Introduction to the issue:

We all have heirlooms. Sometimes they’re pearls rattling around in a jewelry box, or pretty plates, high up in a china cabinet. Sometimes they’re traditions carried on, or examples set by generations past. Most importantly, they represent our past selves, and the people and ideas that came before us. Whatever they take the form of, they affect us very deeply, and shape not only who we are, but who we’ll be. We always strive to be a tangible representation of progression and positive change, but we also know that the South—or anything for that matter—wouldn’t be what it is without the things it’s gone through. Mixing vibrant, new ideas together with timeless Southern heritage is what we do best. And the end result is something really special. Flip through these pages, and you’ll see what we mean.

Letter from the Good Grit Family:

Each year when it’s time to curate our Heirloom issue, it’s natural—and essential—that we reflect on the things that tie us to our past. They mold us and shape us constantly, whether we realize it or not. Realizing it only gives us more control over who we become. We try to strike a certain balance in our stories within each issue; equal parts Southern tradition, and notorious grit. The result is a beautifully accurate depiction of where we live, a testimonial of heritage we are all proud to be a part of, and a brilliant spotlight pointed at our bright, bright future.

Brian Patrick Flynn is scrappy. He speaks bluntly, but with the warmth of a close friend, even if you’ve just met him. He has a soft spot for travel-inspired color palettes and handed-down furniture. He is a man full of bravery and grit and an overflowing humbleness. He is a world traveler and professional inspirer. He is an absolute expert at what he does, because he can do what so many can’t—he embraces those moments of imperfection that are essential to growth. He allows them to teach him something. He’ll take your least favorite color and do beautiful, innovative, divergent things with it. When he’s done, it won’t be your least favorite color anymore. You already know him as an incredibly creative and vivacious designer, but that’s only scratching the surface. On the journey through these pages, we’ll show you what’s underneath—the same authentic guy you see on TV, plus all the things that set him apart (if being authentic on TV isn’t enough). We want to show you his world, his life, and what inspires him, because it inspires us. We think you’ll feel it too.
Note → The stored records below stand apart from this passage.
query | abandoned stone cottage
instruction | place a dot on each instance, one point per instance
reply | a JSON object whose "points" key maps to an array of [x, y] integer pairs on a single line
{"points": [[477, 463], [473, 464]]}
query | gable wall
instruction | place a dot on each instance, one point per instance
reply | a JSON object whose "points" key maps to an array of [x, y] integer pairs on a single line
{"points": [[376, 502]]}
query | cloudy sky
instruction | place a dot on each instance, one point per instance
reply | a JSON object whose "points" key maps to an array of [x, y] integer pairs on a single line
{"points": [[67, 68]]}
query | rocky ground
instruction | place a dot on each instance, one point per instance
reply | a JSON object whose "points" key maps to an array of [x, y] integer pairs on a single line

Heirlooms, both personal and cultural, color us. We use them as step ladders to life’s glass ceilings so we can shatter them ourselves. They enable us and inspire us to leave our comfort zones and our prejudices behind (p. 18). They prepare us for when the opportunities we dreamt of as adolescents who up at our door—or in Brian’s case, we show up at their door (p. 28). They instill is us the passion necessary to create things that transform us, and those around us, for the better (p. 80). It can be tempting to forget the past, and easy to cherry-pick experiences remembered, but if Brian and his impassioned story are any indication, it only nourishes your own growth. Whatever your heirlooms are, they have a place at Good Grit.

Start Anywhere

Starting anything is a little scary. There’s always some unknowable-ness to it, even if you have all the information; the map directions, the instructions, the know-how — it’s still scary. Sometimes the fear is enough to stop you from starting at all.
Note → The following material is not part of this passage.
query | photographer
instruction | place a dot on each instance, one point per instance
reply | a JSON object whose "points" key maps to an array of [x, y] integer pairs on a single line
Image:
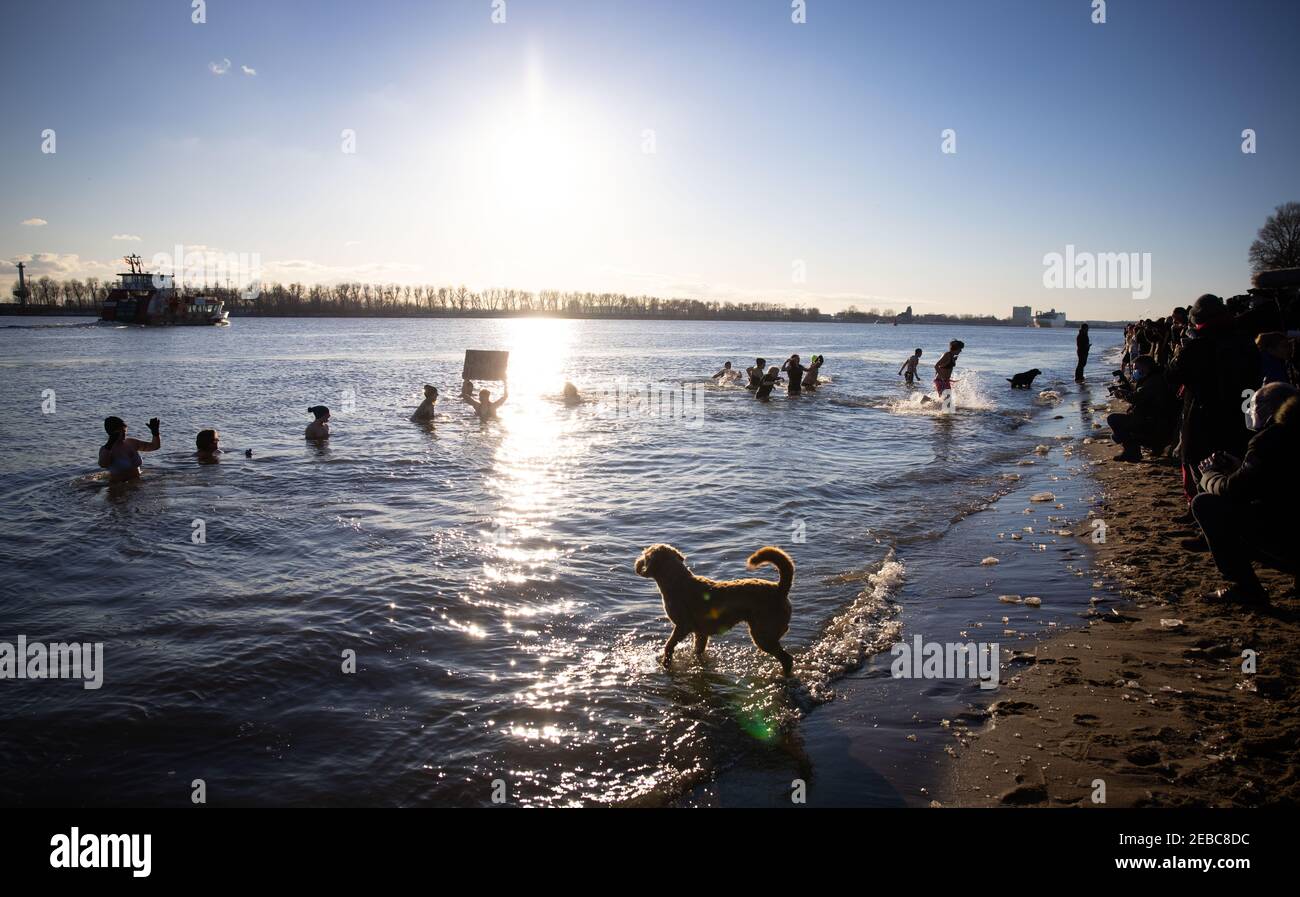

But the funny thing about starting is that once you do, it’s really not so bad. Once you take the first giant leap, the other jumps don’t seem so far. It’s all logical of course — with each step you know a little bit more, you chip away at that unknowable-ness. And Newton’s first law of motion and all that. But it’s a gut thing too. As people we want to know that the ground beneath us is stable. If it isn’t, we can sense it.

The fear side of things is where I’ve lived for a long time. I wanted to create something that was just mine, something to showcase my passion, to express my opinions, to stand up in the middle of the world and shout “I AM A WRITER.” But I was too scared to start. I didn’t know how or when or where.

But I’m starting now. Via this post, at 12:03 a.m., on my parents’ couch in Montgomery, Alabama.